What do you do when an industrial organization twists the arm of a community group and forms a coalition that advocates against safety? What do you do when they tell the city that they are speaking for you in the process?
That is what is happening in Magnolia and Queen Anne.
As a result, a few individuals are trying to put together their own coalition to organize those who are in favor of the road diet. Without the deep industrial pockets of the North Seattle Industrial Association, this group was formed just a few days ago and has no budget for publicity. The members just want a safer Nickerson Street.
http://groups.google.com/group/Nickerson-road-diet
As we reported earlier, when the city planned to implement a road diet on Stone Way, a business coalition was formed and pulled developer Suzie Burke in to twist the arm of the mayor and halt the project while the city studied the situation for another year. In that year, SeattleLikesBikes organized a protest ride where hundreds of bicycles tried to create a traffic jam. It turns out that bicycles are horribly inefficient at creating traffic jams and cars are much better. We showed that it was a very important issue for cyclists and for the community, we helped do traffic counts that showed that the 4-lanes were not the best solution considering the high level of turning traffic and eventually the city implemented the road diet.

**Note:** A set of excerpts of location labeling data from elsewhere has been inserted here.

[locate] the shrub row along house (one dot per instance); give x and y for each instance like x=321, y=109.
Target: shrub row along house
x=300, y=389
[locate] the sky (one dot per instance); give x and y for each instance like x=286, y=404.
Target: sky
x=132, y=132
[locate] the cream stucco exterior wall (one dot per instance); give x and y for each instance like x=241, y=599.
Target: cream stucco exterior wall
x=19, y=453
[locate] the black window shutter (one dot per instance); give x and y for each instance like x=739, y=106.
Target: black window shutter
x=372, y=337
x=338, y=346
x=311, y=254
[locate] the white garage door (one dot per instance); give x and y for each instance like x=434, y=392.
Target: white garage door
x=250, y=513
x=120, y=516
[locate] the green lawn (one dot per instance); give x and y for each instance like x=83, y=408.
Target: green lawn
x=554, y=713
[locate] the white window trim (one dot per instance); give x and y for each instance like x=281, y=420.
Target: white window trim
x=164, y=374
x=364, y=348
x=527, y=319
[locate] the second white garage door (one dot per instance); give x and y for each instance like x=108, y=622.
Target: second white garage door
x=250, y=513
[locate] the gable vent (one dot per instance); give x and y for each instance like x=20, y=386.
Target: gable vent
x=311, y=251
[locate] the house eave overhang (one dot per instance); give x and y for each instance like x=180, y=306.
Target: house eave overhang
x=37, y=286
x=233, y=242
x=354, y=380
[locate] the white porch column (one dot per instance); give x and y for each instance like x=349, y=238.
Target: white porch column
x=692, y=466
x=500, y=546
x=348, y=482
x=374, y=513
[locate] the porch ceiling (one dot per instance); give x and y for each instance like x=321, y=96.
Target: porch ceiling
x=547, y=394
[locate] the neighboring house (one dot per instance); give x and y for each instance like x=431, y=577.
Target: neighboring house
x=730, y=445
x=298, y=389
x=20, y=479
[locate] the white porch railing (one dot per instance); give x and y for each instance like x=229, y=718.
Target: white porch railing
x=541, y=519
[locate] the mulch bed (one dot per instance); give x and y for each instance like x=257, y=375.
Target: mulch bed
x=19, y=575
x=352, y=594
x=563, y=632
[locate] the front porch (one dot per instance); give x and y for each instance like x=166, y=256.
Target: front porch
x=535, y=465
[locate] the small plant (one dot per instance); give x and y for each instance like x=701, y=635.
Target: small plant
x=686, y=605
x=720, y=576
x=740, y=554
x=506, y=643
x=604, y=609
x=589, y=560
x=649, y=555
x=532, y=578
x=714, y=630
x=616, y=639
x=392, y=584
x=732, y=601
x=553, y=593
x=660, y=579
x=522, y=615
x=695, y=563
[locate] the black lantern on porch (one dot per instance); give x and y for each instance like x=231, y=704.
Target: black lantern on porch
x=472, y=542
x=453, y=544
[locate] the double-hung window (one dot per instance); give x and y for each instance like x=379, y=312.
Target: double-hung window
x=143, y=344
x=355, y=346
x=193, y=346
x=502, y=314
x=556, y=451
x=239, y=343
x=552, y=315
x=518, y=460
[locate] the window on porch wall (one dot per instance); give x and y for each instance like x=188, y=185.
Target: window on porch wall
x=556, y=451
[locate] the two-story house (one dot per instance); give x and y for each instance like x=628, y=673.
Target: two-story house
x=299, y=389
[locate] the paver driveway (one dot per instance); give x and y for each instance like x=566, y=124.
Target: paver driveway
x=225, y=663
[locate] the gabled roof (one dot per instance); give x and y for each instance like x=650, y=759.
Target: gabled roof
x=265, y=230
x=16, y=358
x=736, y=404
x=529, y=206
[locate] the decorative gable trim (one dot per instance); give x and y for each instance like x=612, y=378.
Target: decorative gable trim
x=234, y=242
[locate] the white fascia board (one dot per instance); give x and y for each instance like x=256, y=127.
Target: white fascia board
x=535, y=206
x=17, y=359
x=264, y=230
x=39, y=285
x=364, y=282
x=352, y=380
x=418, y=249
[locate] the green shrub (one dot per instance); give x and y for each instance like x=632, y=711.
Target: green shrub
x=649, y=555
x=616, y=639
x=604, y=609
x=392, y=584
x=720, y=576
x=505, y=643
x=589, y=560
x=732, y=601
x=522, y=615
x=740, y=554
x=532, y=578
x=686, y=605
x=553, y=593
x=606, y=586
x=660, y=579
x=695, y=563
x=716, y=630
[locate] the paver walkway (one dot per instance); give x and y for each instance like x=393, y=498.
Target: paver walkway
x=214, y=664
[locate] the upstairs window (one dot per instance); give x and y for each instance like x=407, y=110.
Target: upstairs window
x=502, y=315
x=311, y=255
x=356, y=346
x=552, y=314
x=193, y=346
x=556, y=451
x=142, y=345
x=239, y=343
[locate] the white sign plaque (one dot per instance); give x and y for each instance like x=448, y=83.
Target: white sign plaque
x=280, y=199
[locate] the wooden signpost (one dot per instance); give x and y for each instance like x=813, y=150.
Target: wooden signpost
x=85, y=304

SDOT released a study on the before and after of the Stone Way road diet. As we reported earlier, motorist vs. pedestrian crashes went down 80% and speeding to the excess of 10+ mph over the limit dropped 75%. Road diets make safer roads.
So why now and why Nickerson?
Nickerson Street, like Stone Way was and like 24th Ave NW was, is a 4-lane street that used to have marked crosswalks at intersections without stoplights. A few years ago a study came out that said that those crosswalks were risky, so SDOT removed them. For SDOT to have a crosswalk on a 4-lane street, they want to have a stoplight there. Stoplights cost around $100,000 to $200,000 to install at an intersection on average. Paint for the entire Nickerson road diet will be almost less than the cost of putting in a single crosswalk.
There are arguments from the other side of course.
They say that it will create a traffic jam around the Fremont Bridge, but they aren’t paying attention and aren’t seeing that the road diet stops long before that point. They also aren’t seeing that less speeding earlier means less traffic backup later.
They say that cyclists should just use the Ship Canal Trail, but they don’t see that the Ship Canal Trail doesn’t connect anywhere and that it is nearly impossible to cross the 4 lanes of 45 mph traffic coming from two directions around a low-visibility curve to cross from the north side of Nickerson to get to the trail.
They say that this is the cycling lobby pushing their agenda, but they don’t see that Nickerson bisects the Seattle Pacific University campus and that the traffic creates more than a half-mile wall for pedestrians.
The Nickerson Street road diet is a safety issue. We need to move forward with it today!